I began my entrepreneurial career taking my grandmother's magazines, clipping articles, stapling them together into my own creation and selling them door-to-door. My career as an eight-year-old media aggregator was short lived, but in high school I joined the early team at one of America's first ISPs (Our class B was 155.212), where I built Web sites.
After creating the first online college application, I skipped college to become Netscape's youngest employee in 1996, where I worked with giants (marca, jimb) who were generous in teaching valuable lessons. I was product manager for our browser, worked on the anti-trust suit, and helped launch mozilla.org.
In 1999, I co-founded Tellme with Mike McCue. What followed were ten years of startup lessons learned, with very talented people. We raised almost a quarter billion in capital, built a profitable business with over $100 million in sales and more than 300 employees, and made speech recognition part of everyday life with customers like American Airlines, FedEx and American Express. We pioneered voice mobile search, 5 years before "Siri." In 2007, Microsoft acquired Tellme for nearly $1 billion.
After two years leading speech recognition strategy, I left Microsoft in 2009, returning to New England to bring home a Silicon Valley spark. I founded Swipely in Providence with a world-class team and the support of First Round Capital, Index, Greylock, Shasta and others. Swipely helps local merchants accept payments, understand customers and grow sales.
Forbes calls Swipely "One of America's Most Promising Companies." We aim not only to bring value to our customers, employees and shareholders, but to lift Rhode Island, which suffers America's highest unemployment rate. Swipely is the fastest growing tech company in Rhode Island, one of the "Best Places to Work," and the first RI firm ever named to the Forbes 100 list.
I had an unusual educational path: skipping college to join "start-up U" in the Silicon Valley. My parents gave me opportunities at the world's best schools. I was lucky to have options.
Unfortunately most low-income children, especially children of color, lack access to effective schools. America's achievement gap is the greatest civil rights injustice of our generation, and I aim to do something about it.
In 2007, Rhode Island Governor Carcieri appointed me to serve on the Board of Regents, the state's chief education policy-making body. Soon thereafter, working with Mayor Dan McKee, Speaker Gordon Fox, CER, DFER, and others, we passed an ambitious expansion of the state's charter school law, ending a ban on new schools. In 2009, we opened Rhode Island's first "no-excuses" public school. After just 3 years, BV Prep has reversed the achievement gap - low income students of color outperform their wealthier peers, proving demographics do not determine a child's destiny.
Working alongside prominent local philanthropists, I shared the case for education reform. I introduced and passed new regulations to recruit Teach for America to our state. I co-chaired the search committee that recruited Deborah Gist to become Rhode Island's Commissioner of Education, the first change in leadership in 17 years. With her leadership, our strategic plan to improve education won the Race to the Top, the largest competitive federal grant win in Rhode Island history, $75 million.

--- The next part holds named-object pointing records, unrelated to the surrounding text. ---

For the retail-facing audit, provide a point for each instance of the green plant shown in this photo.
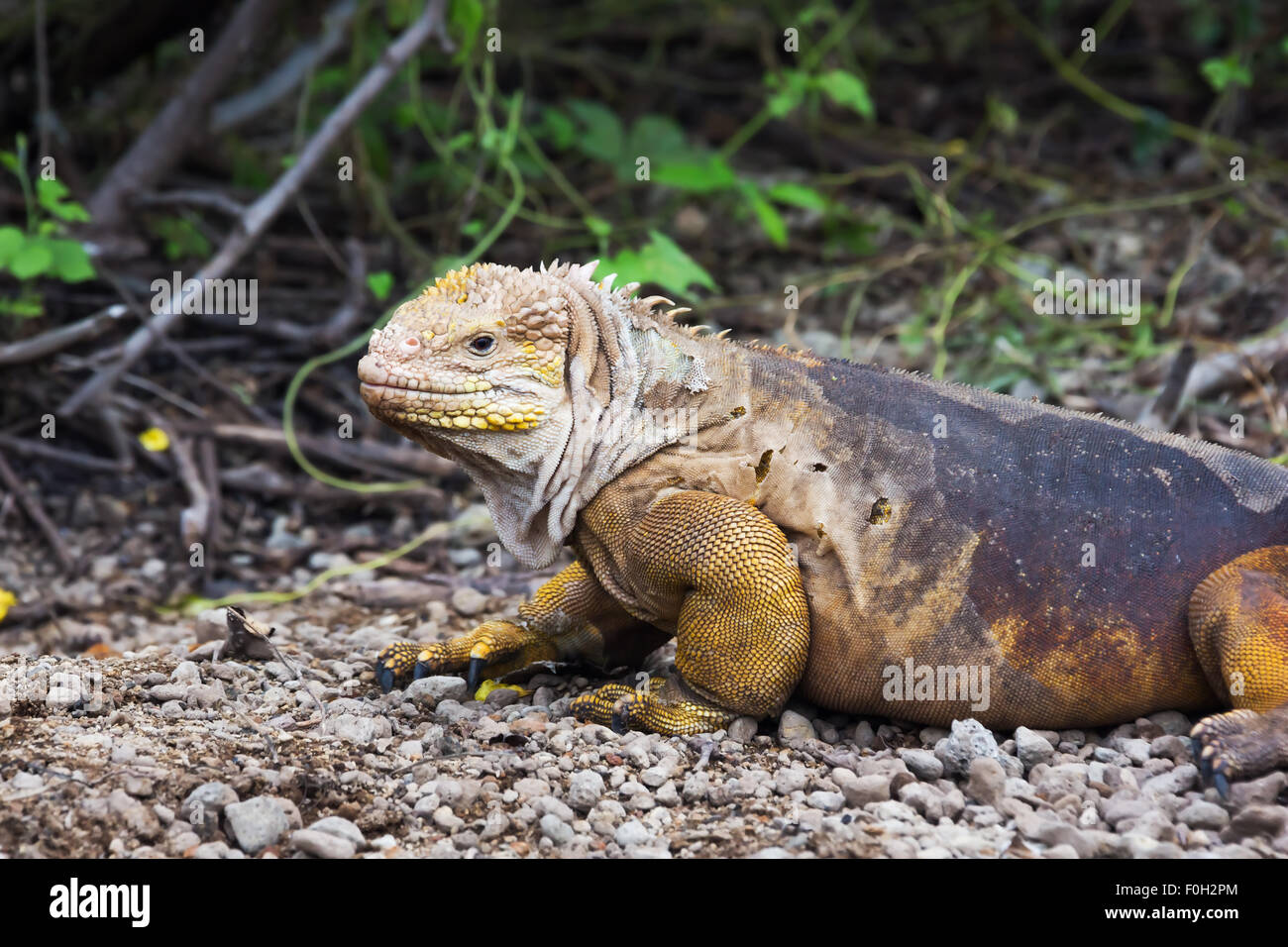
(40, 250)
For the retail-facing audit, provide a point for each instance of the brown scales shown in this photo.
(819, 527)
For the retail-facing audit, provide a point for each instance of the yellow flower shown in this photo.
(155, 440)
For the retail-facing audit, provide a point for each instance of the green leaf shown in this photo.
(11, 243)
(51, 193)
(1222, 72)
(771, 221)
(798, 196)
(846, 89)
(695, 176)
(557, 128)
(380, 283)
(661, 140)
(600, 131)
(71, 262)
(660, 262)
(31, 261)
(789, 91)
(1151, 133)
(1003, 116)
(597, 226)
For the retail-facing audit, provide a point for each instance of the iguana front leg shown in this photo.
(570, 618)
(726, 575)
(1239, 628)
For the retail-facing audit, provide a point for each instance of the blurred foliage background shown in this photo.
(910, 169)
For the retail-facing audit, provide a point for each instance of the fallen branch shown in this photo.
(278, 84)
(38, 515)
(257, 218)
(1232, 368)
(56, 339)
(160, 147)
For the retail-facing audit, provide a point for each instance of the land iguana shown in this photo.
(803, 525)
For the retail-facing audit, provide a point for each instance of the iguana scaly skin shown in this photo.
(811, 526)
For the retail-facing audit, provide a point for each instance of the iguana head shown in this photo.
(531, 380)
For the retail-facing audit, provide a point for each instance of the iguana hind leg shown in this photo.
(1239, 628)
(742, 626)
(570, 618)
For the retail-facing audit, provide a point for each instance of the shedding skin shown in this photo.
(805, 526)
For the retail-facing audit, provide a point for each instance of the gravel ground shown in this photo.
(162, 751)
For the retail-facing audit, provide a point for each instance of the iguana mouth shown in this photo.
(375, 377)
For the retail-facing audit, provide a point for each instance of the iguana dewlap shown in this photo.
(872, 540)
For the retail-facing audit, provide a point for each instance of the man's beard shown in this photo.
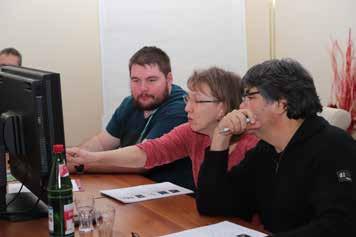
(156, 102)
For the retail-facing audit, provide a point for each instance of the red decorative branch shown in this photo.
(343, 90)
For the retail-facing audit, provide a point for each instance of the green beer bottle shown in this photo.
(60, 196)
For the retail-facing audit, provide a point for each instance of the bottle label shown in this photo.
(68, 219)
(50, 219)
(63, 170)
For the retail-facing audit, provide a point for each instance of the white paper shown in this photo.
(14, 187)
(146, 192)
(225, 228)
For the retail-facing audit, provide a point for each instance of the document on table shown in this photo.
(225, 228)
(146, 192)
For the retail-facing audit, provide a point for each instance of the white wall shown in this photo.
(305, 29)
(61, 36)
(195, 34)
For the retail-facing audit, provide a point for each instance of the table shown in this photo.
(149, 218)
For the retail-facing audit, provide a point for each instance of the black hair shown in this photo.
(285, 79)
(151, 55)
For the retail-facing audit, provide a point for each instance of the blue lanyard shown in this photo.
(139, 140)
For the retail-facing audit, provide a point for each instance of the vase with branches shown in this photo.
(343, 90)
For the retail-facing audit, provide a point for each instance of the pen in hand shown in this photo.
(226, 130)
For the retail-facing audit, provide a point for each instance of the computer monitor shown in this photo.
(31, 121)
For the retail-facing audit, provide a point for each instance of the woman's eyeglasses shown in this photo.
(187, 99)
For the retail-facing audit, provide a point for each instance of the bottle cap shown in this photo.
(58, 148)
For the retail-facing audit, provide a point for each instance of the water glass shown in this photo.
(86, 212)
(105, 218)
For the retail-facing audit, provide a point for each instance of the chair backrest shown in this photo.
(337, 117)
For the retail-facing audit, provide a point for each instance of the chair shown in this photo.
(337, 117)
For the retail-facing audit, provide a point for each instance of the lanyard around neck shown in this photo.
(139, 140)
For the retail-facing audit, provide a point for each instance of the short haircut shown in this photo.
(151, 55)
(224, 85)
(285, 79)
(12, 51)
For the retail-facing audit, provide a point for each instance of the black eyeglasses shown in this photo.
(247, 94)
(187, 99)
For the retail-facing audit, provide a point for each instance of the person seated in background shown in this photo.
(154, 108)
(299, 176)
(10, 56)
(212, 93)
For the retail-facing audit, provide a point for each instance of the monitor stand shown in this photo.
(24, 207)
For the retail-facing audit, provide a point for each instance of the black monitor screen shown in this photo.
(31, 122)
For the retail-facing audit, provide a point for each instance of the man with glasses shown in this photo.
(298, 178)
(154, 108)
(10, 56)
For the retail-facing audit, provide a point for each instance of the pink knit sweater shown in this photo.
(182, 142)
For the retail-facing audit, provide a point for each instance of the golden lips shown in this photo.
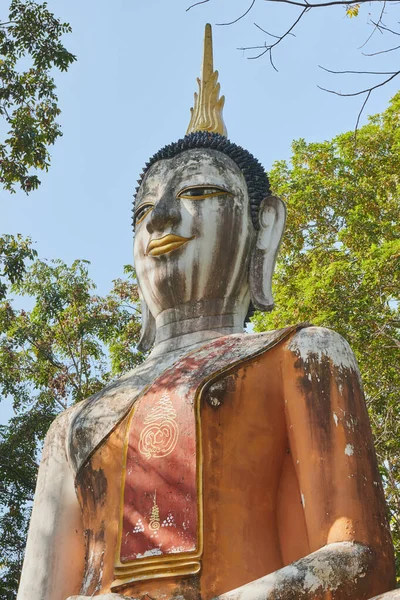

Given the slow pace of policy change, this is a good start. But in the face of the largest Latino-White achievement gap of any state in the nation, Rhode Island has only just begun to address this daunting yet urgent inequity. Each day I find myself overwhelmed by the enormity of the challenge, while at the same time inspired by the opportunity to solve it.
Sorry, due to volume, I may be slow in responding.
Here are a few things not directly related to my work that I am keen to learn:
Case studies on Tellme were written by both Harvard Business School and the Haas School of Business at Berkeley. I am a guest lecturer each year at Haas and Brown. I also speak at MBA and entrepreneurship classes at MIT Sloan, Stanford Business School, Harvard Business School and Brown University. I always enjoy meeting bright minds, hearing challenging questions and sharing lessons learned in these forums.
Consider doing business in Rhode Island. The state boasts a great quality of life, four beautiful seasons (3 of which are fantastic), affordable homes, affordable office space ($12 psf for cool loft space), easy commute to Boston (45 mins) or NYC (3 hrs by train or car). Our intellectual hubs at Brown, RISD, and other colleges provide a wealth of technology and design horsepower. We have a great arts and theater scene. Contact me if you're considering RI and I will give you a personal tour!
I pour passion, experience and capital into starting high growth companies that improve everyday lives. These technology companies share several common traits: world class team, large market opportunity and ability to execute.